CVE-2023-46748: 
F5 BIG-IP Advanced Firewall Manager vulnerability analysis and mitigation

An authenticated SQL injection vulnerability (CVE-2023-46748) exists in the BIG-IP Configuration utility. The vulnerability was disclosed on October 26, 2023, and affects multiple versions of F5's BIG-IP products including versions 13.1.0-13.1.5, 14.1.0-14.1.5, 15.1.0-15.1.10, 16.1.0-16.1.4, and 17.1.0-17.1.1 (NVD).

The vulnerability has been assigned a CVSS v3.1 base score of 8.8 (High) with the vector string CVSS:3.1/AV:N/AC:L/PR:L/UI:N/S:U/C:H/I:H/A:H. The vulnerability is classified as CWE-89 (SQL Injection) and requires low privileges and no user interaction to exploit. The attack vector is network-based, allowing authenticated attackers with network access to the Configuration utility through the BIG-IP management port and/or self IP addresses to execute arbitrary system commands (NVD).
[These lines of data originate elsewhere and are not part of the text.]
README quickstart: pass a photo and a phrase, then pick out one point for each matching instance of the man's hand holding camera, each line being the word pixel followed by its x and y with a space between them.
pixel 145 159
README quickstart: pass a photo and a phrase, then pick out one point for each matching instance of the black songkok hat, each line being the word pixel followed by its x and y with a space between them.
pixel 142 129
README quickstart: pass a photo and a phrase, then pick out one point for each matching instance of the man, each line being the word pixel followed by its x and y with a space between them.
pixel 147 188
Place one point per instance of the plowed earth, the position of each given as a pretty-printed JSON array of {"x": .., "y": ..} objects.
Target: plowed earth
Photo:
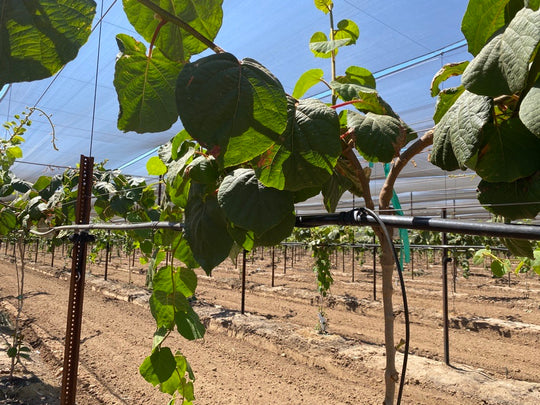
[{"x": 272, "y": 354}]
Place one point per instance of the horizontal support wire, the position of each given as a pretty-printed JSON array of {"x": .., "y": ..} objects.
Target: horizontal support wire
[{"x": 355, "y": 217}]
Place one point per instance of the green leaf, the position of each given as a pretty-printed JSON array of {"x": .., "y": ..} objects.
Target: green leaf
[
  {"x": 528, "y": 112},
  {"x": 511, "y": 9},
  {"x": 42, "y": 182},
  {"x": 332, "y": 191},
  {"x": 155, "y": 166},
  {"x": 206, "y": 229},
  {"x": 176, "y": 44},
  {"x": 343, "y": 179},
  {"x": 354, "y": 91},
  {"x": 378, "y": 137},
  {"x": 185, "y": 255},
  {"x": 519, "y": 199},
  {"x": 40, "y": 36},
  {"x": 189, "y": 325},
  {"x": 244, "y": 239},
  {"x": 322, "y": 47},
  {"x": 447, "y": 71},
  {"x": 347, "y": 29},
  {"x": 508, "y": 152},
  {"x": 481, "y": 20},
  {"x": 12, "y": 352},
  {"x": 307, "y": 151},
  {"x": 245, "y": 105},
  {"x": 14, "y": 152},
  {"x": 145, "y": 88},
  {"x": 532, "y": 4},
  {"x": 250, "y": 205},
  {"x": 307, "y": 81},
  {"x": 278, "y": 233},
  {"x": 358, "y": 75},
  {"x": 169, "y": 296},
  {"x": 177, "y": 382},
  {"x": 519, "y": 247},
  {"x": 502, "y": 66},
  {"x": 458, "y": 135},
  {"x": 159, "y": 366},
  {"x": 203, "y": 169},
  {"x": 479, "y": 256},
  {"x": 446, "y": 99},
  {"x": 498, "y": 268},
  {"x": 159, "y": 337},
  {"x": 324, "y": 5}
]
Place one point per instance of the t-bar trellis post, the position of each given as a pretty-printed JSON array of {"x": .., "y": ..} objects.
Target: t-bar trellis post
[{"x": 76, "y": 290}]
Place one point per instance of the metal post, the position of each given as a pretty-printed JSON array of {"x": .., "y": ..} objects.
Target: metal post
[
  {"x": 76, "y": 290},
  {"x": 412, "y": 264},
  {"x": 243, "y": 303},
  {"x": 352, "y": 249},
  {"x": 273, "y": 265},
  {"x": 107, "y": 255},
  {"x": 374, "y": 269},
  {"x": 445, "y": 260},
  {"x": 285, "y": 260}
]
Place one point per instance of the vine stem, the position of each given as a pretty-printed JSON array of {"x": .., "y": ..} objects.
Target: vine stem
[
  {"x": 357, "y": 100},
  {"x": 401, "y": 161},
  {"x": 333, "y": 55},
  {"x": 154, "y": 37},
  {"x": 165, "y": 15}
]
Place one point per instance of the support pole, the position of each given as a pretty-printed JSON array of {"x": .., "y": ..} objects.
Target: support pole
[
  {"x": 374, "y": 269},
  {"x": 445, "y": 260},
  {"x": 352, "y": 250},
  {"x": 273, "y": 265},
  {"x": 243, "y": 303},
  {"x": 76, "y": 290},
  {"x": 285, "y": 260},
  {"x": 107, "y": 254}
]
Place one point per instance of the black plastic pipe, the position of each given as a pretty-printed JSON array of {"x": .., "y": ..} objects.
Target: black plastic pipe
[{"x": 359, "y": 218}]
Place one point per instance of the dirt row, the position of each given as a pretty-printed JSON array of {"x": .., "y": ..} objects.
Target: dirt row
[{"x": 495, "y": 329}]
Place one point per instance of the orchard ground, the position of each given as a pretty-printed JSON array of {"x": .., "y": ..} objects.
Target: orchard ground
[{"x": 273, "y": 354}]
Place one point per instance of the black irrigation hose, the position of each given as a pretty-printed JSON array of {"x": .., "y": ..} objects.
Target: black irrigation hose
[{"x": 363, "y": 211}]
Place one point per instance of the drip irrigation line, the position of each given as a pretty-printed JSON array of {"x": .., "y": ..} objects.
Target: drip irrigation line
[
  {"x": 355, "y": 218},
  {"x": 403, "y": 294},
  {"x": 124, "y": 227}
]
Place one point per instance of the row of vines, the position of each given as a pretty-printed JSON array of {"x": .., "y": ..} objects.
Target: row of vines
[{"x": 249, "y": 151}]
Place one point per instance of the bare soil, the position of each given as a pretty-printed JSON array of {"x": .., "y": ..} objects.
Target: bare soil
[{"x": 272, "y": 353}]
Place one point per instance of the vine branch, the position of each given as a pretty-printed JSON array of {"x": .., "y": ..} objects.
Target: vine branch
[
  {"x": 401, "y": 161},
  {"x": 165, "y": 15}
]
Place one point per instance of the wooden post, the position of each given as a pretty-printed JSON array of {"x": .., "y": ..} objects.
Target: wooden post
[{"x": 76, "y": 290}]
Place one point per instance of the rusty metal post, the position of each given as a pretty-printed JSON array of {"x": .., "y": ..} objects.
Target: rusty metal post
[
  {"x": 76, "y": 290},
  {"x": 352, "y": 278},
  {"x": 243, "y": 303},
  {"x": 285, "y": 260},
  {"x": 374, "y": 269},
  {"x": 445, "y": 260},
  {"x": 107, "y": 255},
  {"x": 273, "y": 266}
]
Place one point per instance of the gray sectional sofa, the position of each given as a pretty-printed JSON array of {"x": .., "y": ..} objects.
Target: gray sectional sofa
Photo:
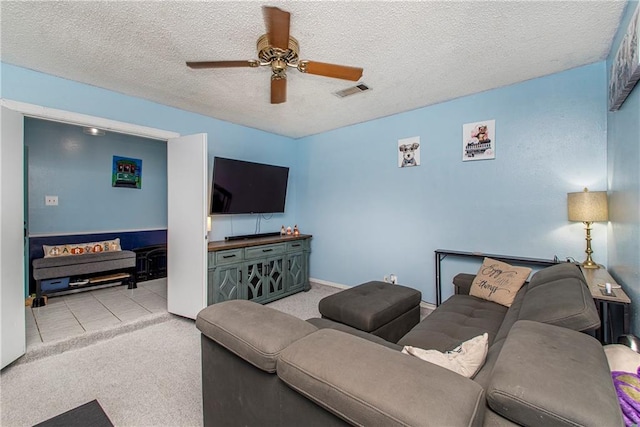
[{"x": 264, "y": 367}]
If successfully exploited, this vulnerability allows an authenticated attacker to execute arbitrary system commands through SQL injection in the BIG-IP Configuration utility. The vulnerability affects confidentiality, integrity, and availability of the system, all rated as High impact according to the CVSS scoring (NVD).

Organizations are required to patch affected systems according to CISA's Known Exploited Vulnerabilities (KEV) catalog directive by November 21, 2023. F5 has released patches for the affected versions, and organizations are strongly advised to apply these security updates immediately (CISA Alert).